He did'nt have a right...
A right to play with my head.
To play with my emotions.
He made me feel so good and so bad all at the same time.
I knew he hadn't been through the best times in his life.
I knew he had been hurt before and so have I...
So I wanted to help him even more.
I had so much feelings for him,
I even fell inlove with him.
And those feelings are still there.
But it doesn't seem to matter.
I didn't want to be like the rest of the people in his life and leave him.
I wanted to stay by him and be there for him.
I wanted to prove to him I wasn't going anywhere and I will always be there
for him.
But I just couldn't seem to get through to him.
I gave him so many chances and I made so many excusses for him.
When all I was doing was cheating myself.
Fooling myself to thinking there could actually be something.
He still doesn't seem to think he is hurting me.
He has a way to make it look like it's my fault I am hurting inside.

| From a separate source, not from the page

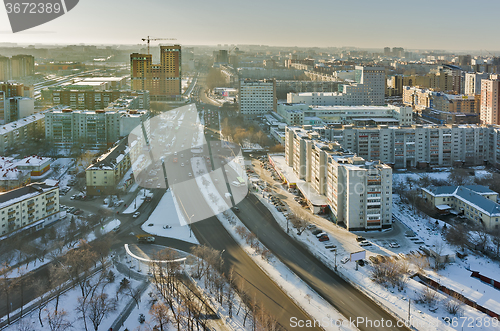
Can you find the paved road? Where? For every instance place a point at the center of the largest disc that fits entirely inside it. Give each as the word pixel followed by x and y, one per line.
pixel 345 298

He is so mysterious and unpredictable.
I know he is just pretecting himself but I wonder why.
When I proved many times to him that I wouldn't do anything to hurt him.
He just can't seem believe me.
He always leaves me with unanswered questions and thoughts,
I know will never get answered because he will never be ready to explain.
I just wish things could be different.
But a wish is just a wish and not reality,
I just have to face up to the fact that my wish will never come true.
Because my wish would require a miracle by you.